Kamala Harris’ last best moment as a presidential candidate came when she was standing a few feet away from Donald Trump.
But the afterglow from her September 10th debate victory evaporated as quickly as daylight in late December.
In the subsequent two weeks since, the 2024 campaign has settled into an inconclusive fog of margin-of-error polling, indicating a stalemate that could push either way in the final 38 days. Arguably, Trump’s position in one important battleground state — Arizona — has even solidified as summer turned to fall.
Harris’ capacity to stand toe-to-toe with a petulant, obstreperous Trump gave uncommitted Americans legitimate reason to flirt with the idea of the first female commander-in-chief. Even get excited about it.

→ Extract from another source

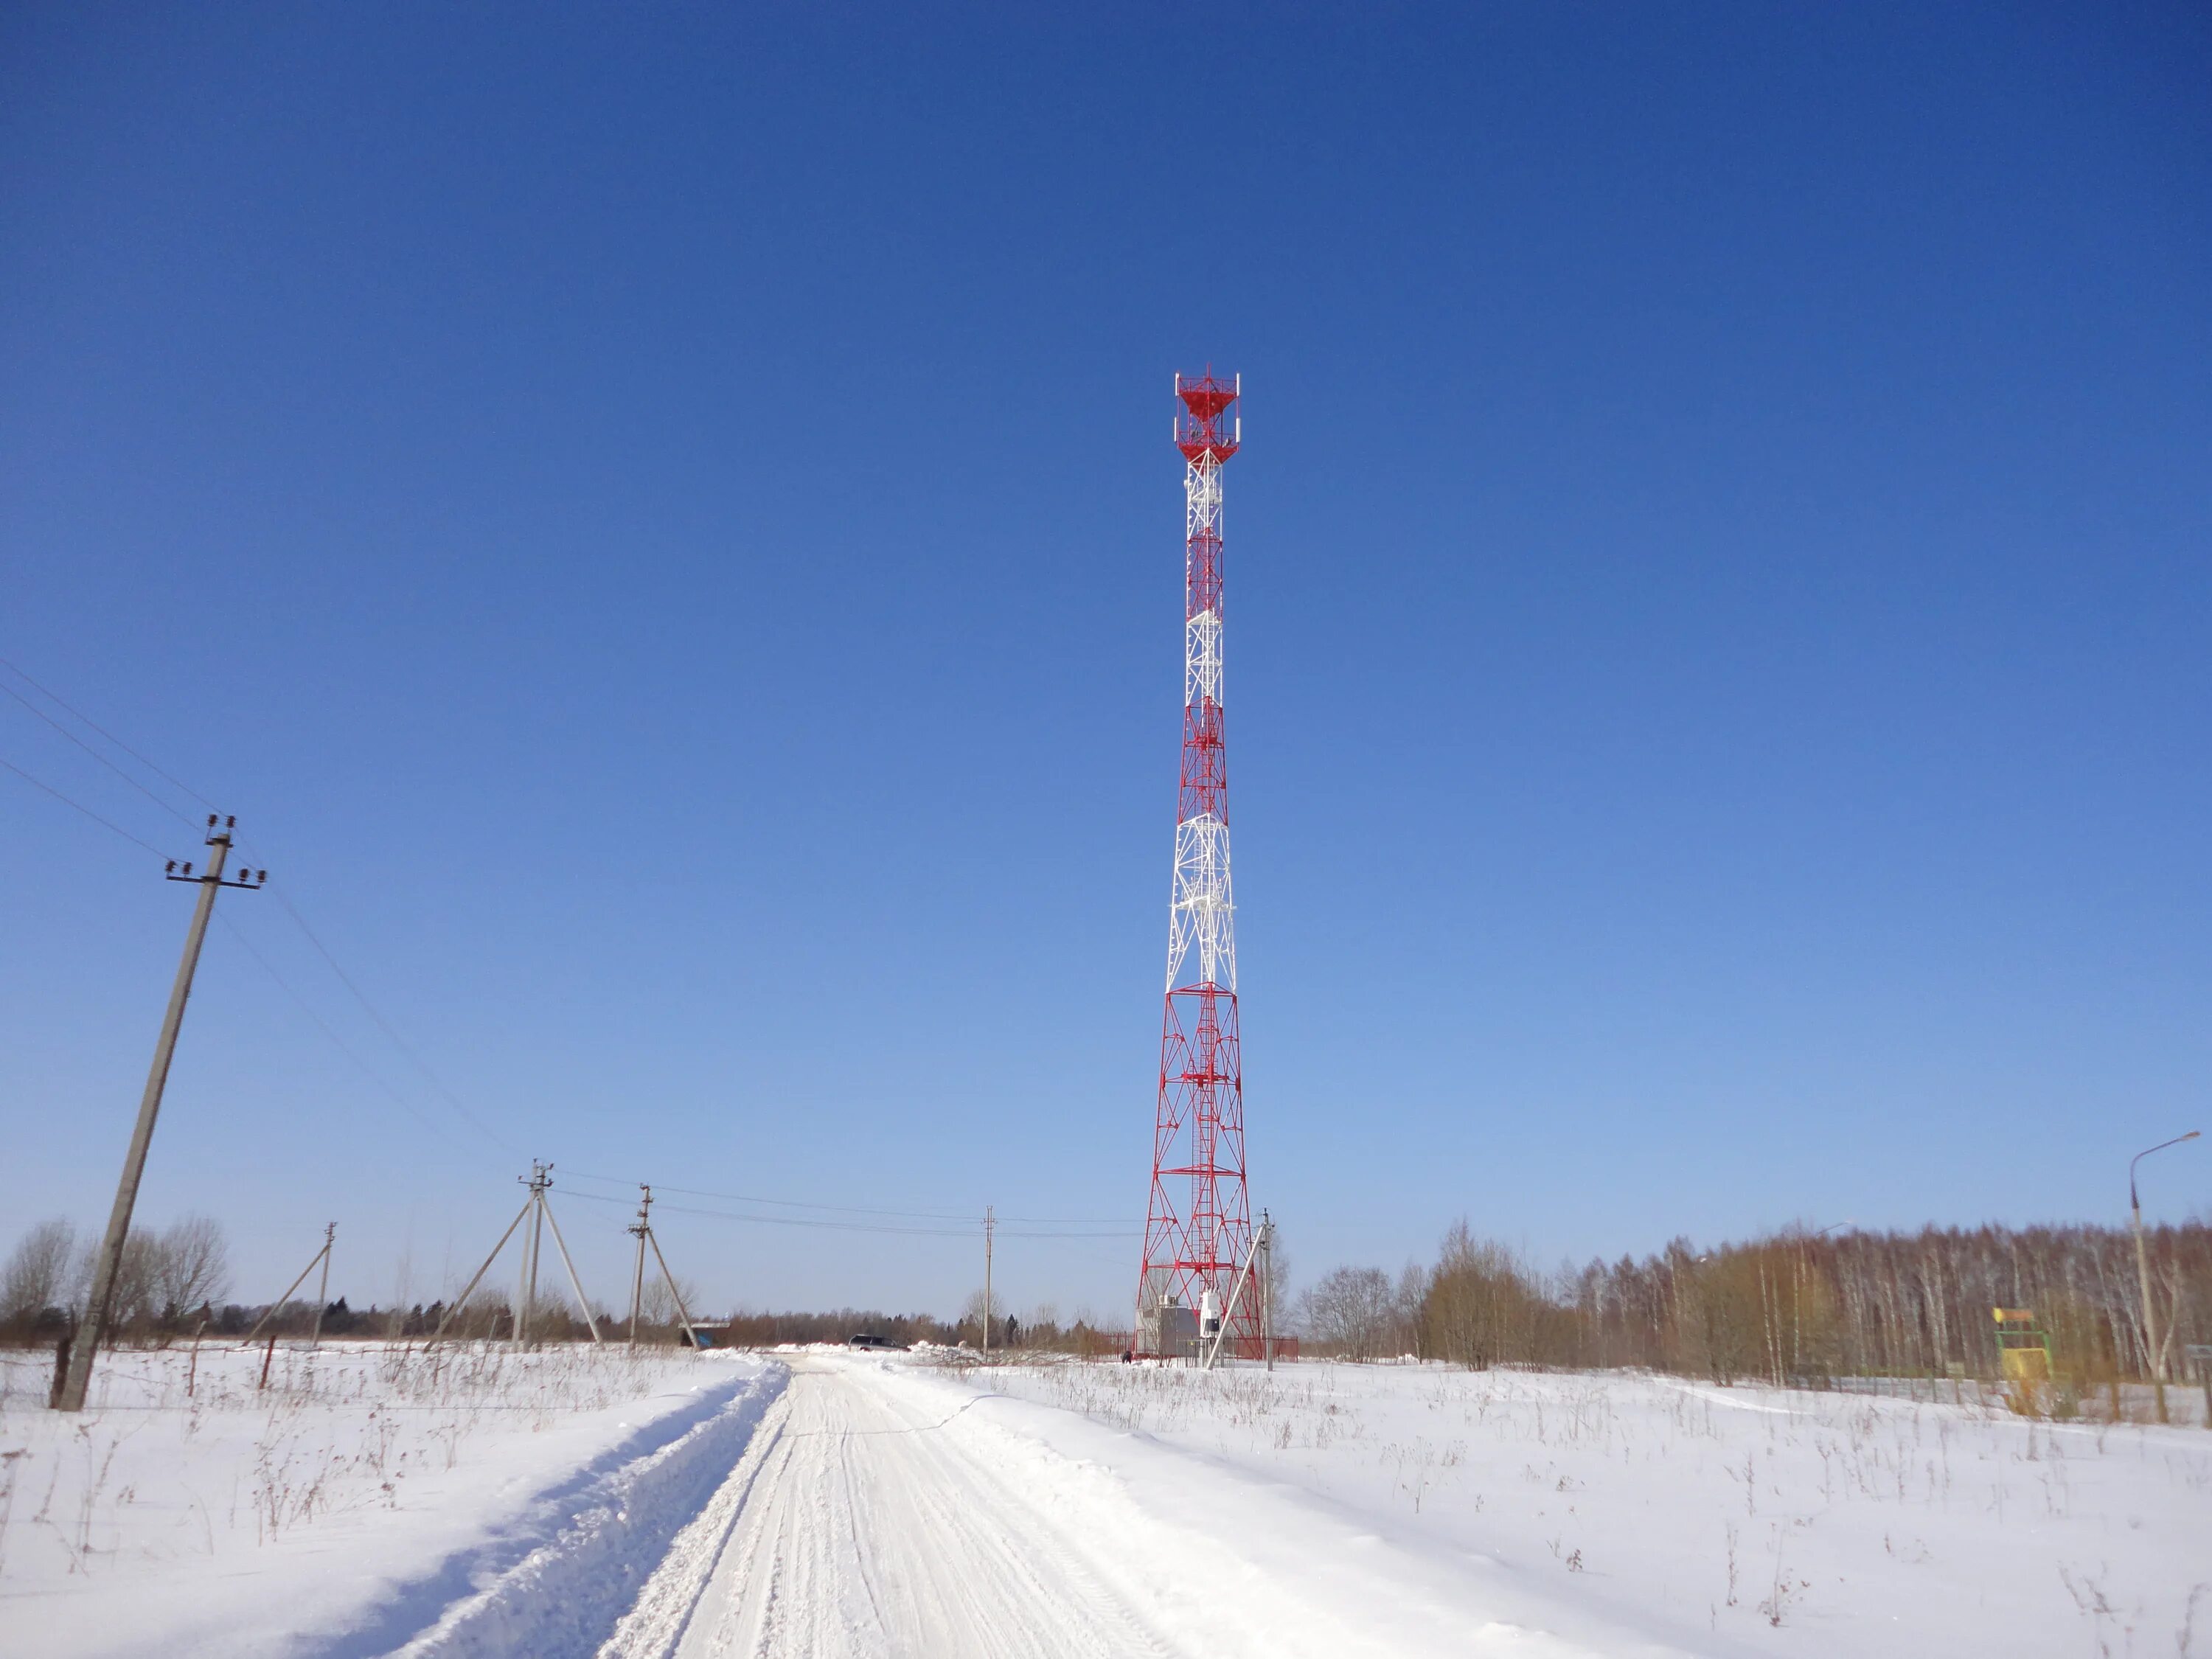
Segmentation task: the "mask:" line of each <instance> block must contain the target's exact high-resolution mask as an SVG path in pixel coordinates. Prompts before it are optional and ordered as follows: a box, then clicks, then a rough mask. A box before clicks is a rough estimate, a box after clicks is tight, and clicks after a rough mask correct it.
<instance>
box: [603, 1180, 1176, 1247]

So why hasn’t she moved into a lead?
Harris has gingerly stepped up her media appearances, fielded more questions in undemanding interview settings (Oprah, local public radio, MSNBC) and delivered an economic policy speech in an attempt to allay the perception she’s an empty vessel.
The problem is no longer a dearth of interviews, it’s what she’s failing to say in them. She hasn’t closed the deal.
Instead of giving the reluctant voter a reason to hop off the fence and into her arms, Harris looks to be trying to run out the clock. Surfing on safe, hazy language. Bobbing around and over specifics. Filling the void with vacuous platitudes and circuitous nostrums.
That laugh you hear is a fig leaf for caution.